If you were going to start a cloud computing company, wouldn't cloud.com be the perfect domain name?
With all the hype surrounding cloud computing, it may be surprising that www.cloud.com wasn't gobbled up by a major corporation such as IBM, Amazon or Microsoft. After all, www.cloudcomputing.com is owned by Dell.
Who bought it? A company called VMOps, which launched the new Cloud.com brand on Monday to sell software that helps service providers and enterprises turn physical and virtual resources into cloud computing services.
VMOps purchased the www.cloud.com domain from an individual in the tech business who previously put it on the auction block without selling it, says Peder Ulander, chief marketing officer. The person wanted to sell cloud.com to a company that he believed in, according to Ulander.
"He liked our vision, he liked the fact that it was a small start-up," Ulander said. "It's been up for auction a couple of times in a couple of cloud expos. It seems like it never got to the point where he found the right fit for it."
VMOps acquired cloud.com at the beginning of 2010, according to Ulander, who said he couldn't reveal the seller's name or the amount VMOps paid for the domain.
But a search of the Wayback Machine Internet archive shows that, between 2002 and 2005, cloud.com was the personal website of Brad Fitzpatrick.
Fitzpatrick created LiveJournal and the company Danga Interactive, which he sold to Six Apart in 2005. Fitzpatrick became chief architect at Six Apart but left in 2007 and now works for Google as a self-described hacker.
Fitzpatrick also developed the OpenID authentication and access control protocol.
Starting in 2006, cloud.com was a generic marketing page with various advertisements and links to sales pitches.
With VMOps now running cloud.com, the site is offering open source software for building cloud networks, and later this month will start selling service provider and enterprise editions of the product.
The software is called the CloudStack, and runs on top of the VMware, Citrix XenServer and KVM hypervisors, creating computing pools consisting of virtual machines, storage and networking capabilities, accessed through self-service interfaces for both administrators and users.
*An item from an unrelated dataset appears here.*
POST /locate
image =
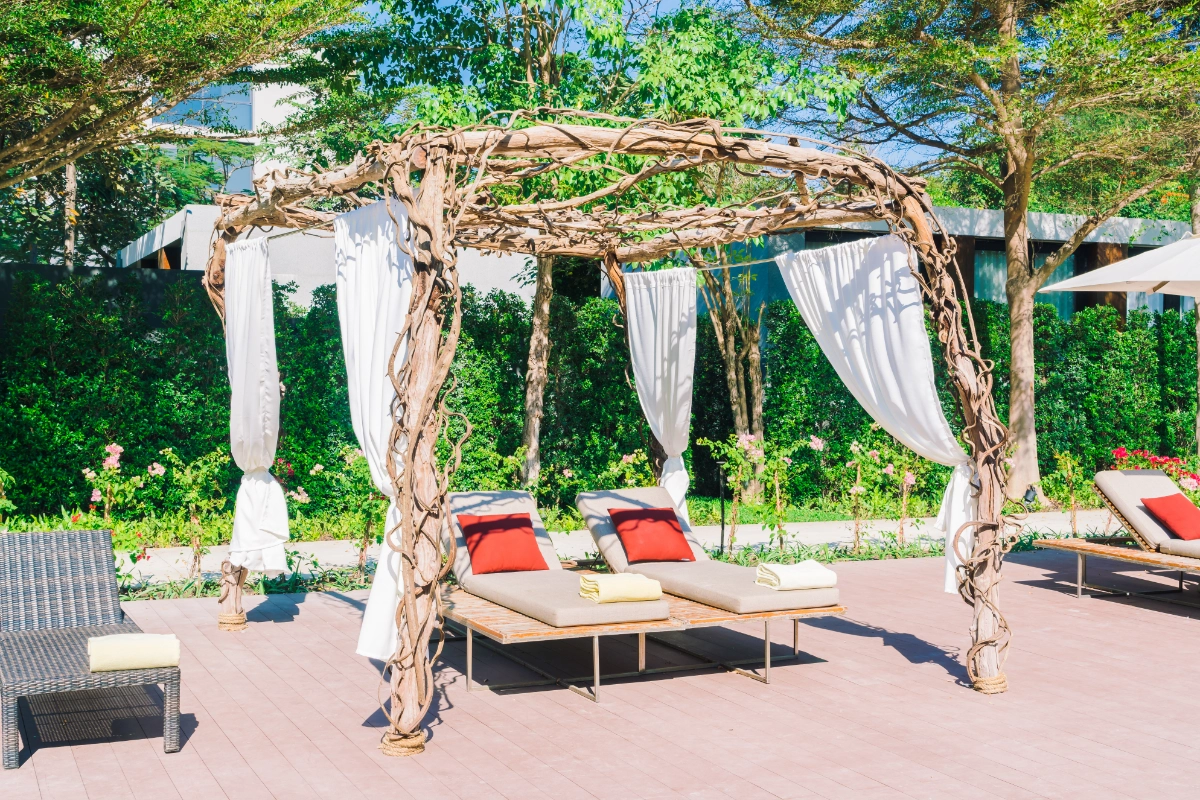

CloudStack is compatible with common cloud frameworks like Amazon's API, Citrix Cloud Center and VMware vCloud, potentially allowing portability of applications between private data centers and cloud services, according to Ulander.
Ulander acknowledged that CloudStack is similar to the already released, and also open source Eucalyptus software, but claimed that CloudStack offers better management tools and scalability.
VMOps, or Cloud.com as it is now calling itself, was founded in 2008 and has more than $17 million in funding from Red Point Ventures, Nexus Venture Partners and Index Ventures.